US 12,443,597 B2
Utilizing regular expression embeddings for named entity recognition systems
Jeremy Edward Goodsitt, Champaign, IL (US); Austin Grant Walters, Savoy, IL (US); Reza Farivar, Champaign, IL (US); Mark Louis Watson, Sedona, AZ (US); Anh Truong, Champaign, IL (US); Galen Rafferty, Mahomet, IL (US); and Vincent Pham, Champaign, IL (US)
Assigned to Capital One Services, LLC., McLean, VA (US)
Filed by Capital One Services, LLC, McLean, VA (US)
Filed on Feb. 26, 2024, as Appl. No. 18/587,716.
Application 18/587,716 is a division of application No. 17/022,594, filed on Sep. 16, 2020, granted, now 11,914,583.
Application 17/022,594 is a continuation of application No. 16/549,786, filed on Aug. 23, 2019, granted, now 10,803,057, issued on Oct. 13, 2020.

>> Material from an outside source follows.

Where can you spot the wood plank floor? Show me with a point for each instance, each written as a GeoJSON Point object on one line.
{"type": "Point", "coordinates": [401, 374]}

Prior Publication US 2024/0193158 A1, Jun. 13, 2024
This patent is subject to a terminal disclaimer.
Int. Cl. G06F 7/00 (2006.01); G06F 16/242 (2019.01); G06F 16/3329 (2025.01); G06F 16/35 (2019.01); G06N 20/00 (2019.01); G06F 16/36 (2019.01)
CPC G06F 16/243 (2019.01) [G06F 16/3329 (2019.01); G06F 16/35 (2019.01); G06N 20/00 (2019.01); G06F 16/374 (2019.01)] 20 Claims
OG exemplary drawing
 
1. A device, comprising:
a memory; and
a processor coupled with the memory to:
determine a frequency of occurrences of a first regex pattern of a regex list in a dataset;
create a vector, the vector specifying a vector position and a regex value for at least the first regex pattern;
adjust the regex value corresponding to the first regex pattern by addition of a predefined value for each occurrence of the first regex pattern in the dataset;
detect a set of false matches between the first regex pattern of the regex list and the dataset;
adjust, based on the set of false matches, the regex list via a machine learning model or a classification model; and
provide the vector to at least one entity recognition system.